Kiwi health age wake up call
Thursday 26 May 2016
A young country full of old people: Kiwi health age wake up call
Sovereign ‘Health Age Generator’ reveals the nation’s health age
A unique snapshot of how Kiwis are faring on the health front, including potential bonus or penalty ‘health age’ years, based on the lifestyle choices we make, has shown the degree to which everyday behaviour can impact our wellbeing outlook.
Financial worries, alcohol and work pressures were exposed as some of the leading factors as to why Kiwis are adding years to their age.
The independent research undertaken by Sovereign reveals we’re more senior in health years than our actual years of life, with a national average of two penalty years being added to the biological age of Kiwis. On the extreme end of the health spectrum 20 penalty years were noted.
The research, based on the Sovereign ‘Health Age Generator’ – a survey developed by Synergy Health Research, analyses key physical, mental and behavioural components. This information is used to calculate penalty years (indicating a negative health outlook compared to the norm), or bonus years (indicating a positive health outlook compared to the norm); to generate a personalised health report with recommendations on what steps can be taken to improve overall health.
Dr Simon Mayhew, Sovereign Medical Adviser, says there is no time like the present to draw a line in the sand and review how everyday choices can have a positive or a negative impact on your health.
“The research shows that our lifestyle choices can have a significant impact on our health and as a nation we have a bit of work to do – particularly when looking at stress, alcohol consumption and how work pressures are impacting our health. The great news is that even a couple of small positive changes can have a powerful impact on our overall health.
“The ‘Health Age Generator’ is about checking in on where you are now and being aware of the ways you can take charge of your behaviour and lifestyle choices to improve overall health and wellbeing.”
Launched as part of Healthy by Sovereign, New Zealand’s first health insurance loyalty programme to reward Kiwis for their everyday healthy choices, the online tool was designed to give individuals more awareness and understanding of the key components of their lifestyles which can have a positive or negative impact to their health as they age.

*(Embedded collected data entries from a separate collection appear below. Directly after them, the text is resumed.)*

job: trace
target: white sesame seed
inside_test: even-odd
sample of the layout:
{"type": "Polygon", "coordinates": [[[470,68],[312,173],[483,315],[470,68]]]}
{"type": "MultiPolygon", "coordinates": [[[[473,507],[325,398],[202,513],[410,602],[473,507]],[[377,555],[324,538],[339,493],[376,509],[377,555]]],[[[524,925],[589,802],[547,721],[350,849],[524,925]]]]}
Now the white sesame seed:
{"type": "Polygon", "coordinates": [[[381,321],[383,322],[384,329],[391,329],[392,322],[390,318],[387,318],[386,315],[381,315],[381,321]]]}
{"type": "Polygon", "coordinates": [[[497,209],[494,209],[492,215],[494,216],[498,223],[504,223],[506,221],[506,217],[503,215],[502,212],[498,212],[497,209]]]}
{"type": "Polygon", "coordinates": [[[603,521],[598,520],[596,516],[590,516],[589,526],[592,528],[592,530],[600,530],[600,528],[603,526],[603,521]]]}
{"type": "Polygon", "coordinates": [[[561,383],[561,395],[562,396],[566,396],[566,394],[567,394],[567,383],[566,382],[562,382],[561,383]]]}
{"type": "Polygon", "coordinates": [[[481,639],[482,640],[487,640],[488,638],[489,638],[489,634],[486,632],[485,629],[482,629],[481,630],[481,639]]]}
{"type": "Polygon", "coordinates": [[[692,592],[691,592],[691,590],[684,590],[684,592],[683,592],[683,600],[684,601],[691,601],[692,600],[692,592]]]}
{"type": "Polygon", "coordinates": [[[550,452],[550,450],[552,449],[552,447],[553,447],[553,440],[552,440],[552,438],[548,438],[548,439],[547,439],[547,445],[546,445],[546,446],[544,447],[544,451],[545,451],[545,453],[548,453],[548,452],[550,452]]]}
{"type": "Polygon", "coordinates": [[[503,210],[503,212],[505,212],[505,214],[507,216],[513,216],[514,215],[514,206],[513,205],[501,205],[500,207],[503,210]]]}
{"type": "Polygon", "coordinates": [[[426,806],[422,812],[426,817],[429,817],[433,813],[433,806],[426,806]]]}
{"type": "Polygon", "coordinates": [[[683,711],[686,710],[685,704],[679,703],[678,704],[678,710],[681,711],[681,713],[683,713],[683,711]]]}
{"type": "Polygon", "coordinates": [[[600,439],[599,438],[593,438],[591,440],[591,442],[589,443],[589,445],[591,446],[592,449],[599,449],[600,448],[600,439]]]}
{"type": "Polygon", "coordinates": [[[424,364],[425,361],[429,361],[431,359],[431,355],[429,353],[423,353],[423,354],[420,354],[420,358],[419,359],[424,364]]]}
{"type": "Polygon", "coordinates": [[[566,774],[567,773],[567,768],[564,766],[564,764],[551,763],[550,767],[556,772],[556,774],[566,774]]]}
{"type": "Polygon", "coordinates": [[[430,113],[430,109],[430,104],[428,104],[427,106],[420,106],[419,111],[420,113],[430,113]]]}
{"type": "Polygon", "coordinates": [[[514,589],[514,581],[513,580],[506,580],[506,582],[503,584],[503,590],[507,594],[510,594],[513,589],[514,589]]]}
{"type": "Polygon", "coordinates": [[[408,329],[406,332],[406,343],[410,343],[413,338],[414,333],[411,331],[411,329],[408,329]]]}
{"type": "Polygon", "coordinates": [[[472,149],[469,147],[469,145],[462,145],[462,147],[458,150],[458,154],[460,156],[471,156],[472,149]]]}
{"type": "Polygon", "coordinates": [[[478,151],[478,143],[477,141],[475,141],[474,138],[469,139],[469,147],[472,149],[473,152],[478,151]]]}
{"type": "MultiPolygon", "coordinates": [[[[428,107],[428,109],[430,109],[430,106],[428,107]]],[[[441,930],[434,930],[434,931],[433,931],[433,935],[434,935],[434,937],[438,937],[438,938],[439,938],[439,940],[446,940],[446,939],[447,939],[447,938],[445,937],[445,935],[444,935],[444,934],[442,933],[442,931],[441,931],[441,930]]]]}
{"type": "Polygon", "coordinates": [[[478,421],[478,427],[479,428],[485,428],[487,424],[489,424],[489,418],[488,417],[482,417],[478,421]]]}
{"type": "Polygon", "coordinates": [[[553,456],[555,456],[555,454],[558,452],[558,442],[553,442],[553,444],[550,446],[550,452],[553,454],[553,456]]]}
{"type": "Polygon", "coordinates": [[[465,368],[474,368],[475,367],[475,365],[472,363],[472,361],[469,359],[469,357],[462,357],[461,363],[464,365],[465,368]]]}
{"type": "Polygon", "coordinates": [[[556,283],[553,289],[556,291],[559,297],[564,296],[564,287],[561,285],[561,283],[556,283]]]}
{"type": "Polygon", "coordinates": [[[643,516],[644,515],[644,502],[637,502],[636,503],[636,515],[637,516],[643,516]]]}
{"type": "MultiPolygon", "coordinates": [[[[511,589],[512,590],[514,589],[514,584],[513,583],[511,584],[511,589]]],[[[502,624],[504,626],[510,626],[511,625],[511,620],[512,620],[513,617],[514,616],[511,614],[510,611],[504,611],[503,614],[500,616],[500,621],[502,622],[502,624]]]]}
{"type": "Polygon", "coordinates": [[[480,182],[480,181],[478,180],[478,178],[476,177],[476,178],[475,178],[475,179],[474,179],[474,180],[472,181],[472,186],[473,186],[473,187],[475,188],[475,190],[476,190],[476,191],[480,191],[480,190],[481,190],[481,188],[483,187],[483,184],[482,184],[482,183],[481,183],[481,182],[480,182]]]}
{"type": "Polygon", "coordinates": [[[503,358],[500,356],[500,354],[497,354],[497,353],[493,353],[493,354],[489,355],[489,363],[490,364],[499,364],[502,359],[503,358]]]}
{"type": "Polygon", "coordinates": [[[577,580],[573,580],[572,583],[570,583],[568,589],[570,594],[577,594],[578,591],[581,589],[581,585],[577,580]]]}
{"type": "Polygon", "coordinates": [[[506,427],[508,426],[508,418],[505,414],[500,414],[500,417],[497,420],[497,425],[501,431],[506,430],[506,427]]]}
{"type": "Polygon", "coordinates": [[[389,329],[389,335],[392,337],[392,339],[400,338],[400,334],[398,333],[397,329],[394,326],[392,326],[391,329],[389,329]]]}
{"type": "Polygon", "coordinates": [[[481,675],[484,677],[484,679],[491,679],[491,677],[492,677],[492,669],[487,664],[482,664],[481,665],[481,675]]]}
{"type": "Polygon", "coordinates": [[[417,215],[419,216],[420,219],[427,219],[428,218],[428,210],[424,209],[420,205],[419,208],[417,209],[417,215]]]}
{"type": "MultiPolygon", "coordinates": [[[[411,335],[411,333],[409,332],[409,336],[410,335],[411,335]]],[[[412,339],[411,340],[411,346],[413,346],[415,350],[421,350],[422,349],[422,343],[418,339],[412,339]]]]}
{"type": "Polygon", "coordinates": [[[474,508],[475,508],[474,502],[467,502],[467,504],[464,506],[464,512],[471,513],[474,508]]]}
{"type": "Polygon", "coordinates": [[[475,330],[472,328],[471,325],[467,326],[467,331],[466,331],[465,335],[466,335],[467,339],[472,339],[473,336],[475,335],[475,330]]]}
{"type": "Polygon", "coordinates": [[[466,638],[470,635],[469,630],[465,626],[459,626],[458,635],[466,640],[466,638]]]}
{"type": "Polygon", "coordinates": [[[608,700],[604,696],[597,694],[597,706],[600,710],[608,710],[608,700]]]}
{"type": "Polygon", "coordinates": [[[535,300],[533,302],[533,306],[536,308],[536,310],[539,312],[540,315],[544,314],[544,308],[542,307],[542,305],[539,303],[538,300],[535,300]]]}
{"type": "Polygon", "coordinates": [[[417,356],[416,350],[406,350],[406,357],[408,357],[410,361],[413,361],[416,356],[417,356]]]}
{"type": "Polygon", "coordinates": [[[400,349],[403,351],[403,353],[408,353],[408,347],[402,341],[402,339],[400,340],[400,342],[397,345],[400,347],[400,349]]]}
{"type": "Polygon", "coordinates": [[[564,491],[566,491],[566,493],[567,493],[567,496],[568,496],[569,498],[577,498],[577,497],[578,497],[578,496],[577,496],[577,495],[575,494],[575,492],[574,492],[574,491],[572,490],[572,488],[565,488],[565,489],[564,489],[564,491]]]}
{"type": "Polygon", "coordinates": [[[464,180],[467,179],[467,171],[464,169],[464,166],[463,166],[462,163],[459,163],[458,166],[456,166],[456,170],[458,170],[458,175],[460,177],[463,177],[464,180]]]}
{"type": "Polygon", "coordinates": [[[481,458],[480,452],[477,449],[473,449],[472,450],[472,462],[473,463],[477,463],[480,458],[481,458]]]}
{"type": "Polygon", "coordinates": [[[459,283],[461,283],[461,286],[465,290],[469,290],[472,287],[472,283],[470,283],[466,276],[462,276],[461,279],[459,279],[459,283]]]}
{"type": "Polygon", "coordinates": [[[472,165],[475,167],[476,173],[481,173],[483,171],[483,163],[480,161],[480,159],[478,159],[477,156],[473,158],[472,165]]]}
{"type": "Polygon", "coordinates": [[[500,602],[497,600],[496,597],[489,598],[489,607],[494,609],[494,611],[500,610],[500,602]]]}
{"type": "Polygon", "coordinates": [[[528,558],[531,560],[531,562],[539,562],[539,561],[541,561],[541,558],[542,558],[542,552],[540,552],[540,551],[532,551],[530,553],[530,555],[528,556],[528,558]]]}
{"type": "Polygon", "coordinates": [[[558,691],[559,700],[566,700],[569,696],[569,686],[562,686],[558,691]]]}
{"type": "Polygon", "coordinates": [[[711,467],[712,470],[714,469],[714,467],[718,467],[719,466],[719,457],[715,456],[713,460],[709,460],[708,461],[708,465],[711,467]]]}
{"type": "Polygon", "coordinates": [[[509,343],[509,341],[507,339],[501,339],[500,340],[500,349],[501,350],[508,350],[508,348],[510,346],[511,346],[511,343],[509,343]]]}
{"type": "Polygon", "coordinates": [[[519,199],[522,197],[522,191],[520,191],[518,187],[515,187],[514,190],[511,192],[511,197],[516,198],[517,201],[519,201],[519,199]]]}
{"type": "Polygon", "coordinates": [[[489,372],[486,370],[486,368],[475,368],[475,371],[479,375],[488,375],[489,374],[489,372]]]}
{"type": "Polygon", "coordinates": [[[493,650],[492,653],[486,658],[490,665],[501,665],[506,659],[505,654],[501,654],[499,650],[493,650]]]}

Key insights from the research painted a compelling national snapshot of our health status.
New Zealand’s Health Age:
o National average: 2 penalty years
o Men fare better than women: average 1.2 penalty years versus at 2.2 years
o Healthier as we age: Health age penalty years are decreasing as individuals get older
o Major city dwellers are faring better than the regions.
How we’re faring – a deeper dive:
o Risk taking: women are more risk averse than men, being more likely to wear a seatbelt when driving, and more likely to take precautions to avoid sun damage and practice safe sex
o Smoking: one in ten (12%) say they presently smoke – but 9% are ready to make a change and not smoke
o Weight: almost half (48%) of respondents said their weight had increased by 1kg-10kg over the past 10 years while one in ten (14%) said they’d gained more than 10kgs in the past decade
- One in five (22%) haven’t had a blood pressure check recently
- Two in five (43%) haven’t had a cholesterol check recently
- More than half (53%) of female respondents said they always have a pap smear and a third (33%) always have a mammogram when recommended
- Only 15% of men do regular testicular check on themselves
o Energy: only 6 percent of respondents rated their energy level as excellent, while the majority of research respondents (40%) said their energy level was just OK
o Fitness: men registered the highest levels of physical fitness, job satisfaction and social life while women fared better than men when it came to strength of relationships with family and enjoyment of life.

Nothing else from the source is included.